There are profound differences in opinions among researchers, teachers, parents, and students on this topic. There has been controversy surrounding the topic of homework in regards to the amount of time students should spend on work outside of the classroom (Vail, 2007). The amount of homework to be done by students living in the United States is minimal when compared to twenty other countries (The Brooking Institution in Washington). In recent decades America’s youth have begun to lag behind students from other countries such as China and Japan (Dandy & Nettelbeck, 2002).
According to Third International Math and Science Study students of France, Italy, Russia, and South Africa spend twice as long performing homework then United States students. There are two studies done by the University of Michigan’s one during 1981 and other done in 1997 both compared the amount of time per week students spent doing their homework. These studies concluded that at elementary level there was a change from two hours fifty minutes to over three hours and a half, at the immediate level time had tripled the high school level there were no significant changes.
Many schools in the United States including Puerto Rico are feeling the pressure to improve achievement and increase grades in fear of bringing sanctions upon the schools for not measuring up to the standards imposed by No Child Left Behind. Harris Cooper (2004) research revealed that at the elementary level homework develops good study habits and a positive attitude, at the intermediate level homework means improving academically and at high school level more homework completed, higher scores on standardized tests and better grades in school.

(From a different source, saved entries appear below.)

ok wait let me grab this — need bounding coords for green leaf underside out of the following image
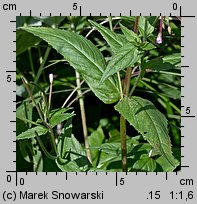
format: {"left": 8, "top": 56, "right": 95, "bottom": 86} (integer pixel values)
{"left": 17, "top": 125, "right": 48, "bottom": 140}
{"left": 101, "top": 43, "right": 143, "bottom": 83}
{"left": 115, "top": 96, "right": 179, "bottom": 171}
{"left": 89, "top": 20, "right": 127, "bottom": 53}
{"left": 21, "top": 27, "right": 120, "bottom": 104}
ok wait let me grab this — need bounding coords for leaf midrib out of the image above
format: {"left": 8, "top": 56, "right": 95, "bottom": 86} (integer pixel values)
{"left": 131, "top": 97, "right": 175, "bottom": 167}
{"left": 35, "top": 28, "right": 105, "bottom": 74}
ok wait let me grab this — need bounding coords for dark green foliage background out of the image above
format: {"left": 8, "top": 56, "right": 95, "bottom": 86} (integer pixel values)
{"left": 16, "top": 16, "right": 181, "bottom": 172}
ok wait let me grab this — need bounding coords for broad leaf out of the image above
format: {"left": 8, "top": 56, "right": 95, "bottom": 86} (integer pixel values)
{"left": 89, "top": 20, "right": 127, "bottom": 53}
{"left": 115, "top": 96, "right": 179, "bottom": 171}
{"left": 133, "top": 157, "right": 156, "bottom": 172}
{"left": 16, "top": 125, "right": 48, "bottom": 140}
{"left": 100, "top": 43, "right": 144, "bottom": 83}
{"left": 21, "top": 27, "right": 120, "bottom": 104}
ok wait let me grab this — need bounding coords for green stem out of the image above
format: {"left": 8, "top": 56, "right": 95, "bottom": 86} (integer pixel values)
{"left": 28, "top": 48, "right": 35, "bottom": 78}
{"left": 32, "top": 46, "right": 51, "bottom": 93}
{"left": 48, "top": 126, "right": 58, "bottom": 155}
{"left": 21, "top": 77, "right": 44, "bottom": 122}
{"left": 129, "top": 67, "right": 141, "bottom": 96}
{"left": 36, "top": 133, "right": 56, "bottom": 160}
{"left": 119, "top": 16, "right": 140, "bottom": 172}
{"left": 108, "top": 16, "right": 113, "bottom": 31}
{"left": 75, "top": 71, "right": 92, "bottom": 163}
{"left": 123, "top": 68, "right": 132, "bottom": 96}
{"left": 48, "top": 80, "right": 53, "bottom": 117}
{"left": 117, "top": 72, "right": 123, "bottom": 99}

If Kohn’s (2006) research is to be believed, that teacher who are assigning less or even no homework are not putting their students at a disadvantage and they are saving themselves and their students some unnecessary work. With the opposing views on the amount and benefits of homework that children should be given, the issue is to determine how much homework is expected and the potential benefits in all grade levels. Therefore this research will be done in order to investigate, which are the benefits of homework as an education strategy to reinforce and strengthen the academic skills of the students in the classroom.